Deplyoment Guide¶
Table of Contents
The way we recommend you deploy Spfy is to simply use the Docker composition for everything; this approach is documented in Deploying in General. Specifics related to the NML’s deployment is given in Deploying to Corefacility.
Deploying in General¶
Most comments are based of the docker-compose.yml
file at the project root.
Host to Container Mapping¶
There are a few key points to note:
ports:
- "8000:80"
The configuration maps host:container
; so port 8000 on the host (your computer) is linked to port 80 of the container. Fields like volumes typically have only one value: /var/lib/jetty/
; this is done to instruct Docker to map the folder /var/lib/jetty
within the container itself to a generic volume managed by Docker, thereby enabling the data to persist across start/stop cycles.
You can also add a host path to volume mappings such as /dbbackup/:/var/lib/jetty/
so that Docker uses an actual path on your host, instead of a generic Docker-managed volume. As before, the first term, /dbbackup/
would reside on the host.
Warning
Generally, you should stop a Docker composition by running docker-compose stop
instead of docker-compose down
. As of the most recent Docker versions, a docker-compose down
should not remove the Docker volumes, but this has been inconsistent in the past.
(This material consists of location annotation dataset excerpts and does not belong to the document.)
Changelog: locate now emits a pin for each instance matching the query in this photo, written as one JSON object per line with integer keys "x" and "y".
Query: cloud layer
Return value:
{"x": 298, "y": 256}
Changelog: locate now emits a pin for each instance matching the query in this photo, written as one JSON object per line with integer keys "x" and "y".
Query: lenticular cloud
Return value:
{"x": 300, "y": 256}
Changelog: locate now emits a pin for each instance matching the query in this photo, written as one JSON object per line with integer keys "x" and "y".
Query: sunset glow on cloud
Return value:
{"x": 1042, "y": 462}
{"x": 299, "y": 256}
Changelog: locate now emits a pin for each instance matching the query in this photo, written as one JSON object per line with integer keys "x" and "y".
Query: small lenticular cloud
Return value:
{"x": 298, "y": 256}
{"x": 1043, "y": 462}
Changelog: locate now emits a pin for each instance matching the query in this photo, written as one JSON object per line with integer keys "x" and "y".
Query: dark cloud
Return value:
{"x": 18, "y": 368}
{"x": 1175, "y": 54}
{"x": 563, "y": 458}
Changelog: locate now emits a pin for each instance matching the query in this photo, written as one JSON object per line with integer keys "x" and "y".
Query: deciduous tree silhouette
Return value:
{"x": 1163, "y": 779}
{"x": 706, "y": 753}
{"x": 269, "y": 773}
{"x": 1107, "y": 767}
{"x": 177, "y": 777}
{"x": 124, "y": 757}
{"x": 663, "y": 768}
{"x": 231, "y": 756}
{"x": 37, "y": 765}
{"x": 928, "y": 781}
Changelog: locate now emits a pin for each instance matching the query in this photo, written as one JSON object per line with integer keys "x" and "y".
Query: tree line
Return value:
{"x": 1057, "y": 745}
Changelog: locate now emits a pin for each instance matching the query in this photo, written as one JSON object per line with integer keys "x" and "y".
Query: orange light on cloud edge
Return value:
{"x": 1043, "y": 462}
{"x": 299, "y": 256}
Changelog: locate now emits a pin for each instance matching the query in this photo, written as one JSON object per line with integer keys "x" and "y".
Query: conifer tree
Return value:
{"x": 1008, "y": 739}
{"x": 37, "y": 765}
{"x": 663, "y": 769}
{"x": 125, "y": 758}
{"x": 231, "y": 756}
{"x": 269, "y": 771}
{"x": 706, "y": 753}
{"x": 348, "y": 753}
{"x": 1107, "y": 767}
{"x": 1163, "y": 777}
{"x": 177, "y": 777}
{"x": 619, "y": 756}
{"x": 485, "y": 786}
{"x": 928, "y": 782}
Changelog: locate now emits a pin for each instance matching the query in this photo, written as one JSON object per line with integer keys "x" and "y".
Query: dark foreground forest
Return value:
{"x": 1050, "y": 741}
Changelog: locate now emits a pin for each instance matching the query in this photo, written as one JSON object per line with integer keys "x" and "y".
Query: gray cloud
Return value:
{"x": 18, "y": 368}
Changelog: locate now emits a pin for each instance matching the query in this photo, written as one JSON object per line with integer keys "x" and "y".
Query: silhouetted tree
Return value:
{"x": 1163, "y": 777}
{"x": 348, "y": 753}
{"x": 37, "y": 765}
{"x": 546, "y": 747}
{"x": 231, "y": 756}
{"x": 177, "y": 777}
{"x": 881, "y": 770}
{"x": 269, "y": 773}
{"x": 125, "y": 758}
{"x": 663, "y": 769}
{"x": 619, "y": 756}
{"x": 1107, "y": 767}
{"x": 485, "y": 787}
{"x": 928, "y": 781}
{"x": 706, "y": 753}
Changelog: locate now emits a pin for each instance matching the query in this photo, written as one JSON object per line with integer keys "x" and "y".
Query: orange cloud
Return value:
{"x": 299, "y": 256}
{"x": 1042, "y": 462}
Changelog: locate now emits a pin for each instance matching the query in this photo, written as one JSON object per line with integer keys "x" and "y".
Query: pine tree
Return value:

Volume Mapping in Production¶
In production, at minimum we recommend you map Blazegraph’s volume to a backup directory. /datastore
also stores all the uploaded genome files and related temporary files generated during analysis.
Ports¶
grouch
is the front-end user interface for Spfy whereas webserver
serves the backend Flask APIs. Without modification, when you run docker-compose up
port 8090 is used to access the app. The front-end then calls port 8000 to submit requests to the backend. This approach is fine for individual users on their own computer, but this setup should not be used for production as it would you would have to open a separate port for api calls to be made to.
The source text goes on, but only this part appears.